On December 31, 2008, President Kgalema Motlanthe appointed Cameron to the Constitutional Court. He is considered a crucial member of the Court's progressive wing. He has been described as a "jurist of the highest order," "the greatest legal mind of his generation," and "in a league of his own."

Cameron has been openly gay since the early 1980s. He addressed the crowd in the first pride parade in South Africa held in Johannesburg in October 1990. Thereafter he oversaw the gay and lesbian movement's submissions to the drafters of the South African Constitution and was instrumental in securing the inclusion of an express prohibition on discrimination on the basis of sexual orientation. He is one of 29 signatories to the Yogyakarta Principles. He also was a founding member of the Society for Homosexuals on Campus, a student organization at the University of the Witwatersrand, which later became known as Activate Wits.

1995 saw the publication of Defiant Desire: Gay and Lesbian Lives in South Africa, "a celebration of the lives of gay men and lesbians in South Africa" which Cameron co-edited with Mark Gevisser.

From 1988 Cameron advised the National Union of Mineworkers on HIV/AIDS, and helped draft and negotiate the industry’s first comprehensive AIDS agreement with the Chamber of Mines. While at the Centre for Applied Legal Studies, he drafted the Charter of Rights on AIDS and HIV, co-founded the AIDS Consortium (a national affiliation of non-governmental organizations working in AIDS), which he chaired for its first three years, and founded and was the first director of the AIDS Law Project.

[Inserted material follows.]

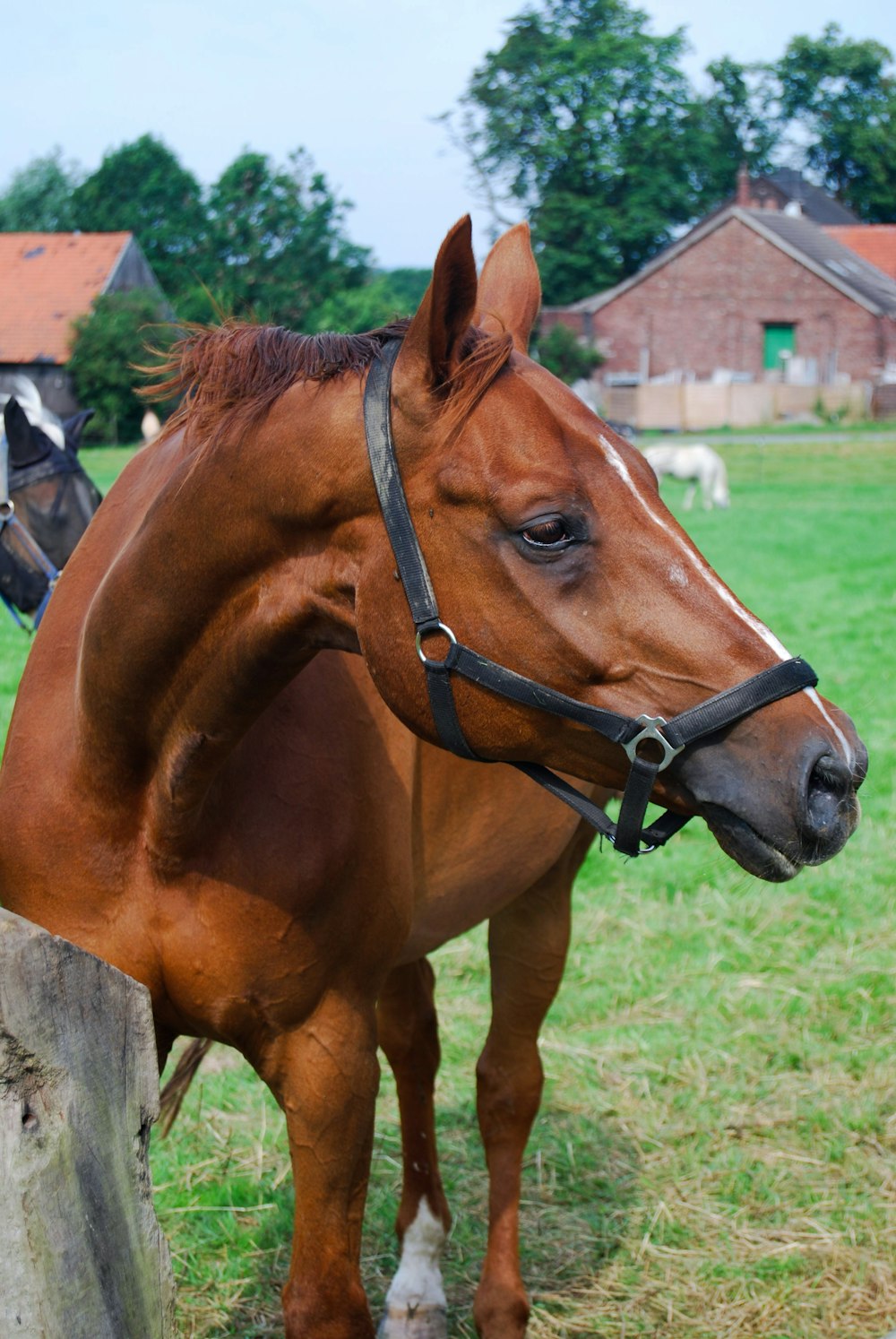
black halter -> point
(654, 732)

Cameron had himself contracted HIV in the 1980s and became extremely ill with AIDS when working as a High Court judge. His salary allowed him to afford anti-retroviral treatment, which saved his life. Cameron's realization that he owed his life to his relative wealth caused him to become a prominent HIV/AIDS activist in post-apartheid South Africa, urging its government to provide treatment to all. He has strongly criticised President Thabo Mbeki's AIDS-denialist policies. Cameron was the first, and remains the only, senior South African official to state publicly that he is living with HIV/AIDS.

His prize-winning first book, Witness to AIDS, is about his struggle with the illness. It has been published in South Africa, the UK, the US, and in translation in Germany and in China.

Cameron's awards include the Nelson Mandela Award for Health and Human Rights (2000); Transnet's HIV/AIDS Champions Award; and the San Francisco AIDS Foundation Excellence in Leadership Award. 

Cameron's critical role in the battle for access to antiretroviral treatment in Africa and other parts of the global south is portrayed in the award-winning documentary Fire in the Blood.